A little over a year ago, Indiana’s advanced manufacturing and logistics companies were preparing for another banner year. A key contributor in Indiana’s 10 straight years of record economic expansion, the sector was growing, but also critically assessing itself to ensure it would be positioned to fuel the state’s economy well into the future.
We know what happened next: As a result of the global pandemic, we all learned new definitions for the word “essential.”
In no time at all, Indiana’s makers and movers pulled together and put into action a pandemic response that not only made it possible for Hoosiers to get groceries, medicines and other necessities, but also demonstrated that, with the nation’s highest concentration of manufacturing, a strong tradition for moving products, and a knack for collaboration and public-private coordination, the sector was equipped to meet the considerable challenges that were to lie ahead.
As the pandemic progressed, we came to recognize that, while it might have looked like one big problem, for Indiana’s manufacturing and logistics firms, it played out as four distinct challenges.
First came the challenge of supplying workers, especially healthcare workers, with personal protective equipment (“PPE,” as we all now know). Conexus Indiana worked quickly with the Indiana Economic Development Corporation (IEDC) to identify and engage companies that could supply products, source raw materials or manufacture what was needed. Ultimately, more than 75 million pieces of PPE were procured by the state.
Second, we had to move critical PPE, medical supplies, food and other essential goods throughout the state. To achieve this, a team of transportation companies generously volunteered equipment and services. For example, the logistics sector, led by Langham Logistics, was able to marshal products, help the IEDC develop an online marketplace and fulfill PPE bundles to more than 31,000 organizations.
Third, the sector led efforts to get essential workers back to the workplace safely.
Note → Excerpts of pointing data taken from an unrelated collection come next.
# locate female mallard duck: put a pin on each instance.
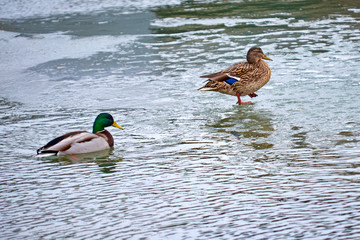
(241, 79)
(81, 141)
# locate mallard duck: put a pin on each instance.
(79, 142)
(241, 79)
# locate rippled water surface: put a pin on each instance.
(189, 164)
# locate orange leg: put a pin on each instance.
(252, 95)
(239, 100)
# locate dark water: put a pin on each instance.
(189, 165)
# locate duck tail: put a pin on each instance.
(46, 153)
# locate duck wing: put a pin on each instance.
(74, 143)
(237, 71)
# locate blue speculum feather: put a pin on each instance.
(231, 81)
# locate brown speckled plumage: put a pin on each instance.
(251, 75)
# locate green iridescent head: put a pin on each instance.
(102, 121)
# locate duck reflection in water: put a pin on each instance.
(102, 158)
(247, 123)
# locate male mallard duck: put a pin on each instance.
(241, 79)
(82, 141)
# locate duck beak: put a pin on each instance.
(265, 57)
(117, 125)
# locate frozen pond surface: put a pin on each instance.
(189, 164)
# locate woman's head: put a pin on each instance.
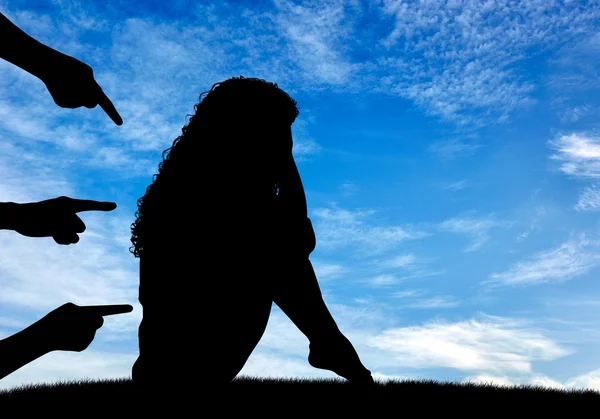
(239, 132)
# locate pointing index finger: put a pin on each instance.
(108, 310)
(78, 205)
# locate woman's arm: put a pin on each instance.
(291, 190)
(7, 215)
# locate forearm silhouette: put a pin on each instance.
(298, 293)
(56, 218)
(68, 328)
(70, 82)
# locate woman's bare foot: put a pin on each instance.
(338, 355)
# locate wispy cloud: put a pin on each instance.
(476, 228)
(567, 261)
(337, 228)
(456, 186)
(348, 188)
(328, 270)
(589, 200)
(460, 54)
(580, 154)
(451, 149)
(575, 113)
(408, 293)
(487, 345)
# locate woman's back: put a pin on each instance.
(205, 297)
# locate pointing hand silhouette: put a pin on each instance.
(72, 328)
(71, 84)
(55, 218)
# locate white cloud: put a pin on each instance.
(589, 200)
(326, 271)
(488, 345)
(435, 302)
(408, 293)
(61, 366)
(579, 154)
(477, 229)
(567, 261)
(380, 280)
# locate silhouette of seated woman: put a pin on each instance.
(221, 233)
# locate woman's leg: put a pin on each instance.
(296, 291)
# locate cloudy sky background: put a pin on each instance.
(450, 152)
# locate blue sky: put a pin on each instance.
(449, 150)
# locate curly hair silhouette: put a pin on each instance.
(240, 100)
(228, 208)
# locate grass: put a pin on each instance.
(291, 397)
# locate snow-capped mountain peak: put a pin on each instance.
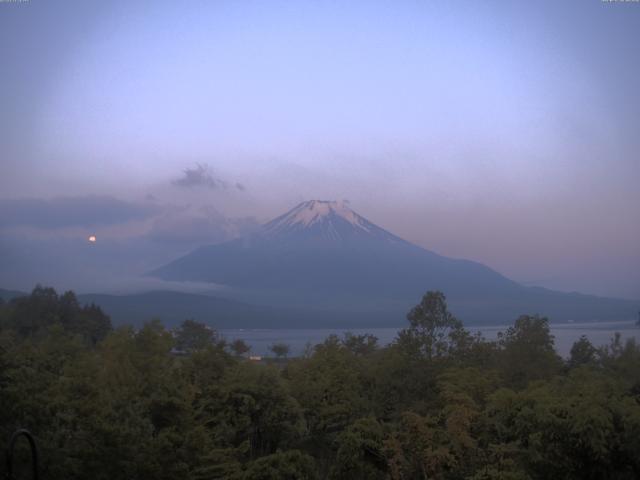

For this, 128 Indiana firms contributed the time and expertise of some of their top people to develop a guide to reopening the workplace. With leadership from Cummins and Cook Group, this consortium produced what became the state’s definitive Safe Return to Work Playbook.
The fourth challenge is one in which we’re still engaged: vaccine distribution. Indiana’s manufacturers and logistics firms have put considerable expertise and infrastructure into supporting the Indiana State Department of Health’s effort to expand vaccine distribution and availability.
Meanwhile, we continue to participate in the process of fully reopening workplaces as part of a 23-member task force created by the Central Indiana Corporate Partnership (CICP) to work with state, industry and philanthropic partners to prepare for the opportunities and challenges of a post-vaccination world.
Throughout this process, we’ve learned a lot about ourselves and the criticality of the advanced manufacturing and logistics industries. The pandemic has also served as a proof point for technology as manufacturers retooled to quickly answer the need for ventilators, face masks and other PPE.
Indiana’s future prosperity rests, in part, on how well our advanced manufacturing and logistics companies can continue to innovate and adopt new technologies such as cobots, artificial intelligence, additive manufacturing and big data.
We’ve known for some time that Indiana’s advanced manufacturing and logistics sector must invest in technology and speed up the adoption of digital tools and equipment. We must develop skilled talent ready to take on today’s challenges and adjust to new technologies as they are introduced. And we must provide equal access to all Hoosiers, regardless of socioeconomic status, race, where they live or any other factors that too often limit a person’s opportunities.
The good news is, we’ve got momentum. For example, Manufacturing Readiness Grants offer matching funds to companies willing to invest in modernization and technology, and Conexus Indiana provides forums through its Emerging Technology Showcases to expose companies to new technologies. Also, our talent development programs are preparing workers for the ongoing evolution to Industry 4.0.
The trials of the past year have taught us a lot, but the greatest lesson might be that it taught us what we’re capable of. Now, let’s apply that lesson, use it to grow and ensure that we emerge from this pandemic more resilient than ever.
J. Mark Howell is President and CEO of Conexus Indiana.